这女人身上却随岁月积累沉淀出一种十分惊人的气质。
不单是上位者养尊处优多年,积累出的那种雍容与贵气,她是那种更疏阔,更高远的, 立于名利场与万丈红尘中却俾睨一切的风骨与气势。
凌厉又高贵。
乍一看去, 她甚至不像是一个被幽居深宫, 被这高墙万仞所困数十年的人。
这一点——
无关装束打扮, 是从举手投足间泄露的气质,甚至哪怕只是一个寻常眼神里就能看出来的。
这位贺太后, 与这整座皇宫都显得格格不入。
但她立在这座空旷又孤冷的长宁宫里……
却又好像不是太违和。
起码沈阅看着她, 脑子里第一时间想的不是宫里怎么会有她这样的人,而是有那么一瞬间短暂忘了自己是置身在这京城里顶顶富贵奢靡的皇宫中了。
秦照给她的感觉就很奇怪,他像是随时随地都能完美融入任何的环境当中, 游刃有余。
这个女人更厉害——
她像是不需要融入任何外在环境, 因为她主宰一切, 她在哪里, 哪里的环境人群就得自觉配合她?
这才是真正上位者的气势与威严吗?
即使从高处跌落,沦为阶下囚, 她依旧特立独行, 不折风骨?
说实话, 沈阅见她的第一眼,心中是无比震撼的。
之前听她外公谈起贺太后的往事,她也不止一次在脑海中勾勒设想过这个女人当有的模样。
位高权重,靠着身份立于众人之巅的女人,她多少是有几分概念的。
也许她们有才华有能力,但是被权力欲望侵蚀左右多年,身上也或多或少会伴随着粗鄙恶劣的一面,比如穷奢极侈、好大喜功、目中无人?
何况,贺太后还因为事败,被关了这么多年。
一般野心越大,眼界越高的人,反而越受不得从高处跌落的打击……
这些年,她与谁都不来往,甚至连秦照这个亲儿子望着她的门庭都望而生畏,踟蹰不前,所以今天在过来的路上,沈阅甚至想过被关了这么多年,这个女人可能精神状态都不会太正常了吧?
她甚至都做好了对方不给她脸,甚至拿她当出气筒,刻薄刁难的准备了……
此刻站在面前的女人,却颠覆了她的固有认知。
“儿臣见过母后。
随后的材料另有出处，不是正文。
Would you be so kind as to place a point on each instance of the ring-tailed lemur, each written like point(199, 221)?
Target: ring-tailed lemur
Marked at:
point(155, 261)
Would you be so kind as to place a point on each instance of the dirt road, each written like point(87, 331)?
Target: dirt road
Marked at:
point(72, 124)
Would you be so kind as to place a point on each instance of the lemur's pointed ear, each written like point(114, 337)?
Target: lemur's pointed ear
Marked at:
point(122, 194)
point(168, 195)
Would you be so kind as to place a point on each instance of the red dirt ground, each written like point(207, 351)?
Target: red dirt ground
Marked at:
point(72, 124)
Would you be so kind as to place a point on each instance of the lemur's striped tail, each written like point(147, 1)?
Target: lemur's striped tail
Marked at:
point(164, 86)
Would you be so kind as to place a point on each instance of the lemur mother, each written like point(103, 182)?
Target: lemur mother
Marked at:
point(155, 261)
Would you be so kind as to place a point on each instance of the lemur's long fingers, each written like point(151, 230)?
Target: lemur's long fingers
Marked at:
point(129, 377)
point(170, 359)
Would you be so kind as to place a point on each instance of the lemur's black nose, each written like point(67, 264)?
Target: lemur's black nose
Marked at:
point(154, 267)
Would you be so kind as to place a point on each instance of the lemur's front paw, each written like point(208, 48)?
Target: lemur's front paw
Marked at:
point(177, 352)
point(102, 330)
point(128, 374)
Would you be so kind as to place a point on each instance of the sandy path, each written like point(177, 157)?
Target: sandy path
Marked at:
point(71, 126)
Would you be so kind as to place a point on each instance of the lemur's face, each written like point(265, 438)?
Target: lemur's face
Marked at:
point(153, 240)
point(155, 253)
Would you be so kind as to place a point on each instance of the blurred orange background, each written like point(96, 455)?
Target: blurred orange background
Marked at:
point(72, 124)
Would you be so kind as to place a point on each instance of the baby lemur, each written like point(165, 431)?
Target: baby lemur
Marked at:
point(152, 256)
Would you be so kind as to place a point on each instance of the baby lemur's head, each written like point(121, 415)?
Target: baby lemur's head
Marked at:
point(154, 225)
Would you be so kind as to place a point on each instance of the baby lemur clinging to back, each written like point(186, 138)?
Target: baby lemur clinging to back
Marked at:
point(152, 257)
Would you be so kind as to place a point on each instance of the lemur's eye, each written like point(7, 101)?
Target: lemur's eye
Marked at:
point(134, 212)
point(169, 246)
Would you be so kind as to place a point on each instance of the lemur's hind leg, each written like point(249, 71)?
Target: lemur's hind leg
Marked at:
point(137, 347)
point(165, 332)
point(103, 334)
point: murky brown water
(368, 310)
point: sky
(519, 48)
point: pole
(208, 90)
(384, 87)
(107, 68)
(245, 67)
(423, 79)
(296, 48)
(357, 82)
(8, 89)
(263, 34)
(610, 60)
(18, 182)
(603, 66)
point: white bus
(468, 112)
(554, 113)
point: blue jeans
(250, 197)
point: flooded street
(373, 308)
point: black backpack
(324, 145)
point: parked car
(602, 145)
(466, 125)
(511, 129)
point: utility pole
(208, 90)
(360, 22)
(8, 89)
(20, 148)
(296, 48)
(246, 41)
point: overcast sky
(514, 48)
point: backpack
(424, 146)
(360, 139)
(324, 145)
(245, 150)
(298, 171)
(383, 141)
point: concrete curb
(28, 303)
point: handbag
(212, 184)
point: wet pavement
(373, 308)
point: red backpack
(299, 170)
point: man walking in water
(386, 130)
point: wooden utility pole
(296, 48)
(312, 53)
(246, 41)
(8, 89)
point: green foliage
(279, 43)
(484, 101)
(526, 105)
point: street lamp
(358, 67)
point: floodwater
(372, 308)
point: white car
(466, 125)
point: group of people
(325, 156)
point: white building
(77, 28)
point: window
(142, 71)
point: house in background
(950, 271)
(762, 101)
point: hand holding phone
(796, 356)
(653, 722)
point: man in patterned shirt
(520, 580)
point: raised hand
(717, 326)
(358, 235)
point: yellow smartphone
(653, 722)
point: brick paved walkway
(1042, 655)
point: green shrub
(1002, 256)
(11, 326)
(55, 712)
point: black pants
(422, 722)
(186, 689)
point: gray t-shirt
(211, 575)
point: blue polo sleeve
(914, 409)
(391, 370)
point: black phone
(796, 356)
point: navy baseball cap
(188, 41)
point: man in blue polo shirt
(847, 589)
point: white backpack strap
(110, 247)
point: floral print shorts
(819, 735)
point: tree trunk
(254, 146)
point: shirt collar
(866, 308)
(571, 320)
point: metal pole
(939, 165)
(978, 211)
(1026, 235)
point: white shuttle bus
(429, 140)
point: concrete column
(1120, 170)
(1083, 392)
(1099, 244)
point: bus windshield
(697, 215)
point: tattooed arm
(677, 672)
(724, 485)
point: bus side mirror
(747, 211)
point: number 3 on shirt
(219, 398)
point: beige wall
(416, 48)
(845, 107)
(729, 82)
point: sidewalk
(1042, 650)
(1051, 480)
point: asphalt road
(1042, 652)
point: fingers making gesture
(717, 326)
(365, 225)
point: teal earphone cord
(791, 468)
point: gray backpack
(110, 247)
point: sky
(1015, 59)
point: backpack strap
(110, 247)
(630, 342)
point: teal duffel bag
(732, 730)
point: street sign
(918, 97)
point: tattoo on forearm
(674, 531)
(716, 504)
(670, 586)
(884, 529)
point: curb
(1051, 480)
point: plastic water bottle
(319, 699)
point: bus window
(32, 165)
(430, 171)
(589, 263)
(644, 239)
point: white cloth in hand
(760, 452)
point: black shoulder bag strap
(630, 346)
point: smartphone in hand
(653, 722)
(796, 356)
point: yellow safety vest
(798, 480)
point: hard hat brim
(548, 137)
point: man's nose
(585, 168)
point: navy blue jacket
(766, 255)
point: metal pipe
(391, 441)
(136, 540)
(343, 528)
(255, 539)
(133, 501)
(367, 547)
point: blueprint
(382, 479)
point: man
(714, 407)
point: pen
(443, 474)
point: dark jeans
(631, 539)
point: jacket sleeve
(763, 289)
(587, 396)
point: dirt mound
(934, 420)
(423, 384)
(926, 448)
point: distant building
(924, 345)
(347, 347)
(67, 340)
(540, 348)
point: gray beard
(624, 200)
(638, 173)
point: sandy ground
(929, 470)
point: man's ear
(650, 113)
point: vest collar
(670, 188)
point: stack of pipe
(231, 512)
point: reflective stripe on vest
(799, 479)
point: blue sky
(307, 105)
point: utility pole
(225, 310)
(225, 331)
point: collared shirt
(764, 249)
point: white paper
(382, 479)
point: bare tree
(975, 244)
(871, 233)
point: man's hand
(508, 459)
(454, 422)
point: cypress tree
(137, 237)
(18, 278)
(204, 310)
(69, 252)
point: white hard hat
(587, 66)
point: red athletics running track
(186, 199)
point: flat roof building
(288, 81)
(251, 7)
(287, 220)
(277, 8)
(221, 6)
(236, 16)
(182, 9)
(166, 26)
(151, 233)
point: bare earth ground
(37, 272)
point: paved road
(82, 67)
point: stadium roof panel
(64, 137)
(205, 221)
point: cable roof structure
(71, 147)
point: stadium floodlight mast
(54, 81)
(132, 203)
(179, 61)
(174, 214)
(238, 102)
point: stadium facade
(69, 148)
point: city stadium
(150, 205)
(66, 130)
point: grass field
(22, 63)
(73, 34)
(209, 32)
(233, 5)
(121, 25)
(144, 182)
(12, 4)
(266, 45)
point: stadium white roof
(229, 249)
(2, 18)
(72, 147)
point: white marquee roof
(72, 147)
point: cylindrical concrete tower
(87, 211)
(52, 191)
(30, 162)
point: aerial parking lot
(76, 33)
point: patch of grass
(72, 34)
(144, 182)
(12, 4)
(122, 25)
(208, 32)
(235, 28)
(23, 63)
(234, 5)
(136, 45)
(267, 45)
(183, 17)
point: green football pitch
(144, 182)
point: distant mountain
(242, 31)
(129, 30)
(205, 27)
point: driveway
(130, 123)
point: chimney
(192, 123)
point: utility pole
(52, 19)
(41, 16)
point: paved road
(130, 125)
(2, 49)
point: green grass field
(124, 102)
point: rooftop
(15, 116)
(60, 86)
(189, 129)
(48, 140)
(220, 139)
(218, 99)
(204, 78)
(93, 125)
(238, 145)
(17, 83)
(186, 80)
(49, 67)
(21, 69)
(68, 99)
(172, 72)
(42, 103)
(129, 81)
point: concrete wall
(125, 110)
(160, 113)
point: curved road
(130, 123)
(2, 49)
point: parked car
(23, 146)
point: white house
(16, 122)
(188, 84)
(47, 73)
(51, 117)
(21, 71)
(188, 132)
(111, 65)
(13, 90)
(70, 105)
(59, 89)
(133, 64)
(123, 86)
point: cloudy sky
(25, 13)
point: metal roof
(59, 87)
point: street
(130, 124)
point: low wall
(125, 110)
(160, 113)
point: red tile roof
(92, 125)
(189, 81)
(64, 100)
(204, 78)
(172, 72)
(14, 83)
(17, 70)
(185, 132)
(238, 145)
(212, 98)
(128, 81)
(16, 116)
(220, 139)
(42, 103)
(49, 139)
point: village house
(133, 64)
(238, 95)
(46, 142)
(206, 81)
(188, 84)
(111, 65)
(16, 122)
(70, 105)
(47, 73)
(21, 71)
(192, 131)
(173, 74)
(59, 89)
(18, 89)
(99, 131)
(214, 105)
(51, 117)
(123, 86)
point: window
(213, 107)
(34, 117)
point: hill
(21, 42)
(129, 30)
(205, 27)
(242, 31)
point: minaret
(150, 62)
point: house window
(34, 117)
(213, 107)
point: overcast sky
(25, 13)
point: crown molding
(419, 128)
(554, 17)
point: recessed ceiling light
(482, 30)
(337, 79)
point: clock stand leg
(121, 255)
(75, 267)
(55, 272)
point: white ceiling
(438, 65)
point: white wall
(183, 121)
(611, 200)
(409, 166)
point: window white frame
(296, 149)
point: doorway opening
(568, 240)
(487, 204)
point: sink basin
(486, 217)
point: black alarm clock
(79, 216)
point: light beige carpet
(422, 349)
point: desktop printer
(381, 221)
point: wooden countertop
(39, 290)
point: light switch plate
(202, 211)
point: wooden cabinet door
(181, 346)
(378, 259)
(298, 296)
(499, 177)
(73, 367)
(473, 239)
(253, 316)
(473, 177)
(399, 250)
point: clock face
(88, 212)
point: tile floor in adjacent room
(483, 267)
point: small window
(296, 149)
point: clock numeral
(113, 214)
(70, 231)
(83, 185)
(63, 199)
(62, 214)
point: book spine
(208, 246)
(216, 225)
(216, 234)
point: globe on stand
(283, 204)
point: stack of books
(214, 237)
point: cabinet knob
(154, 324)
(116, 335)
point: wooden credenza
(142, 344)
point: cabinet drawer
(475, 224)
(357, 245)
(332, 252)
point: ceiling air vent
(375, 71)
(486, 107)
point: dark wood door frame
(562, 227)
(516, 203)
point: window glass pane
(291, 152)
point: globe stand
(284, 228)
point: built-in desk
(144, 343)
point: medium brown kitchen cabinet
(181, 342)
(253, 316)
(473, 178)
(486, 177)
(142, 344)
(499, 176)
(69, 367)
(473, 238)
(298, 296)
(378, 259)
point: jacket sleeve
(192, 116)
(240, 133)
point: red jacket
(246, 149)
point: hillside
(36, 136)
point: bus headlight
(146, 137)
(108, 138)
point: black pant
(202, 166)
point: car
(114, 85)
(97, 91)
”皇帝二人恭敬有加请安的声音打断沈阅思绪,将她从一瞬间就偏离的很远的思绪里拉回。
他两人都态度格外的谦逊恭谨,躬身拜到最低。
柳皇后显然也是在看见这位婆婆的瞬间就走了神,也是这时才匆忙收拾了散乱的思绪。
她与沈阅两个,跟在各自夫婿身边,也学着他们的样子,端庄恭敬的见礼:“儿媳柳氏/沈氏,拜见母后,给母后请安。”
贺太后自内殿走出,径直走到主位上坐下,其间已经随意的道了句:“都起身吧,哀家这里没这么多规矩。”
“是!”
皇帝带头,四人这才站直了身子。
可是包括皇帝在内,他们都显得很局促。
还是太后再次开口,道了句:“都坐吧。”
两对儿夫妻,分坐在她两侧下首的椅子上。
泾渭分明。
沈阅心中很有些无措不安,她偷偷侧目去瞧身侧的秦照。
他的面色倒是一如往常一般镇定,正襟危坐,可沈阅还是注意到他发红的眼眶。
她还从没见他在人前有这样明显情绪外露的时候,显然情绪已经爆发又克制到了极致。
只是他的目光,甚至都没有直接落在贺太后脸上,伪装的镇定淡漠。
沈阅看着这样的他,心里莫名有些疼。
她于是伸手,手掌覆上他抓握在桌角的那只大手上。
不知道是因为太过用力,阻碍了血液流通,还是单纯受他情绪影响,男人的手上几乎苍白冰冷的断了温度。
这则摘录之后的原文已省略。